The starting point for the extreme thread forming simulation using this new particle method is the stabilization of formulation by a novel velocity smoothing algorithm. We show that this velocity smoothing algorithm consistently fulfills the conservation of momentum. The stabilized formulation is further supplemented with the adaptive anisotropic Lagrangian kernel and bond-based failure criterion to handle the severe deformation and material failure in the analysis. The present method differs from existing residual and non-residual stabilization methods in several important aspects. Most notably, the method does not require additional stabilization terms; thus, modifications of elastic modulus for stabilization stress and stabilization control parameters are not necessary. Furthermore, the present method is efficient and simple. Its implementation relies on velocity smoothing operators whose action is evaluated at the particle level using standard meshfree approximations. As a result, an existing meshfree code can be modified easily to handle the new stabilization procedure.

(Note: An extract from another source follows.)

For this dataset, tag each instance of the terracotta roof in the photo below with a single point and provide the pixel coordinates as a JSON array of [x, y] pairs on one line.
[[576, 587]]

Numerical results illustrate the performance of the MC-SPG method. Convergence studies in small, large and severe deformation problems suggest the stability of the present method and its applicability in the nonlinear analysis. In particular, the present method has shown to offer a unique numerical capability in modeling the extreme thread forming operation. To the authors’ best knowledge, this is the first time in the literature a numerical method is successfully applied to model the forming of threads during the FDS driving process. In the future, the applications of the MC-SPG method to the simulation of other advanced joining techniques such as SPR connections will be studied.